乳児の虫歯・アレルギー体質


 乳児の虫歯

● 虫歯は1歳前後から始まる

 乳歯は、生後2年ごろまでに上下20本が生えそろうが、生後1年ころから虫歯ができ始める赤ちゃんもいる。虫歯の原因として注意したいものは甘い物の与え過ぎである。糖分が歯の間に残ると、分解するときに歯のホウロウ質を痛めて虫歯となる。

 妊娠中の母体の健康状態が悪い場合、早産の場合も虫歯になりやすい。人工栄養児では、上の前歯が虫歯になりやすい。
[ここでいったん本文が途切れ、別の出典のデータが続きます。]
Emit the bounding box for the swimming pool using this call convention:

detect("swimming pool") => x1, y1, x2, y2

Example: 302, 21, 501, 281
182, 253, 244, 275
哺乳びんによる授乳では上唇の発育が遅れ、唇による歯の清潔が不足するためと考えられる。

● 怖い虫歯の影響

 乳歯は生え変わるものと考えて、虫歯をそのままにしておくと、子供の正常な発育を妨げることもある。噛む歯が虫歯になると、食事の量が減ったり、偏食の原因になったりする。

 虫歯のために正しい噛み方ができず、無理な噛み方を続けていると、発育中の顎の形が変わって、顔つきに歪みのできる場合もある。虫歯がひどくなると、歯根をおかすので丈夫な永久歯が生えてこない。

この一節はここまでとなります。